Fin dai primi momenti il nostro mensile aveva prospettato come risoluzione del problema, visto che l’inquinamento delle falde era ed è impossibile da debellare, di allacciare i terminali degli acquedotti che partono da Madonna di Lonigo con prelievi di acqua attinta da zone a Nord Ovest del veronese o di Recoaro e che risultano incontaminate dal Pfas. La risoluzione del problema, invece, risulta quasi impossibile per tutti gli allevamenti di bestiame o per l’irrigazione di ortaggi, patate, riso, vigneti, mais: in questi casi l’unica soluzione sarebbe il ricorso ai filtri ai carboni attivi o quella di far giungere l’acqua del Leb che arriva direttamente dall’Adige.

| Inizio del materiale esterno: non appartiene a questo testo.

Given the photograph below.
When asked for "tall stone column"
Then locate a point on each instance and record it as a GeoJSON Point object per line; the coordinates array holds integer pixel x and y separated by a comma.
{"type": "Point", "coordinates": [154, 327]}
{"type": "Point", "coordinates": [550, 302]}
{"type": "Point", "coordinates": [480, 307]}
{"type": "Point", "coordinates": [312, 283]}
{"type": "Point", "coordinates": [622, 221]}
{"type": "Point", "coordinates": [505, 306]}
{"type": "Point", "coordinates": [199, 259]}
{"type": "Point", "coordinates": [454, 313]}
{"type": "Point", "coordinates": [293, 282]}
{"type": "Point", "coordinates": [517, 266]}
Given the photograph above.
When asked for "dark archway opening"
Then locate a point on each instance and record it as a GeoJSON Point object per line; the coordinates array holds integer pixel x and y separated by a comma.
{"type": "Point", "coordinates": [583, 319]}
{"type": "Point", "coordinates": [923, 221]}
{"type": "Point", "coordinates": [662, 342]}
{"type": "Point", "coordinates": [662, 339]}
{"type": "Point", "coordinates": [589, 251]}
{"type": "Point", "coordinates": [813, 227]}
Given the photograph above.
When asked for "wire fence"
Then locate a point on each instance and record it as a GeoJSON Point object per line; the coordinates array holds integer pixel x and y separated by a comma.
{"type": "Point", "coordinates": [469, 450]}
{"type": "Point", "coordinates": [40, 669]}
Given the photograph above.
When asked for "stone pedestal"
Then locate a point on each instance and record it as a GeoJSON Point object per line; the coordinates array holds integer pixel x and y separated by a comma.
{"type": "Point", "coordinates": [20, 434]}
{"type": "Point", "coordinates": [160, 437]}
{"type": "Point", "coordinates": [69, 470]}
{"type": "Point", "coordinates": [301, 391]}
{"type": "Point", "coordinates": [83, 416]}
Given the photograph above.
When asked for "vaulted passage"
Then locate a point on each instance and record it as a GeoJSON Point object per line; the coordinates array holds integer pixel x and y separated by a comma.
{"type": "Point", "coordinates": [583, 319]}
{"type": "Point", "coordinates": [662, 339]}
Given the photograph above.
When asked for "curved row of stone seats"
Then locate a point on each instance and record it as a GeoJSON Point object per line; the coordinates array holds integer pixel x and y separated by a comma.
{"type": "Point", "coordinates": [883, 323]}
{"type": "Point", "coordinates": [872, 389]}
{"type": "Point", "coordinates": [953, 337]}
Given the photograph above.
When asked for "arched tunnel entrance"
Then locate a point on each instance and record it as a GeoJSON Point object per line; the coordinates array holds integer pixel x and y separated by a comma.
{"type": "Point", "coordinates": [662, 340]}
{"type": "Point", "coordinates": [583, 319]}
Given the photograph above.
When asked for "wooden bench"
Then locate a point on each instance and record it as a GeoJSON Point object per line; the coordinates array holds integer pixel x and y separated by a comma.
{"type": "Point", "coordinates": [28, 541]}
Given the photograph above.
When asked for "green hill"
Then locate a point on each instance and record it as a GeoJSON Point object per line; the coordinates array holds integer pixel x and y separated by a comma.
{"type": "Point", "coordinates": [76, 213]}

A proposito di questo problema il governatore della Regione Veneto Luca Zaia nel corso di una conferenza stampa ha assicurato che a Roma sono pronti 50 milioni di euro per allacciare i terminali degli acquedotti che partono dalla centralina di Madonna di Lonigo con tubature provenienti da falde acquifere più a nord di Almisano.
Quali i pericoli derivanti dai Pfas? In base a una ricerca effettuata dal registro nascite coordinamento malattie rare della Regione Veneto datato 17 novembre 2016, sussisterebbero maggiori rischi di incorrere in patologie quali cardiopatie ischemiche, malattie cerebrovascolari, diabete mellito e Alzheimer. I più esposti, in particolare, risulterebbero i residenti tra Arcole, Cologna, Legnago e Zimella, oltre che nei Comuni berici Alonte, Lonigo e Sarego.
Ma non è finita qui, perché lo stesso studio regionale rivelerebbe inoltre specifici rischi da Pfas per donne e neonati: nel dettaglio, si profilerebbe un presunto incremento di gestosi e diabete gestazionale tra le donne in gravidanza e, tra i neonati, di malformazioni al sistema nervoso, al sistema circolatorio e cromosomiche.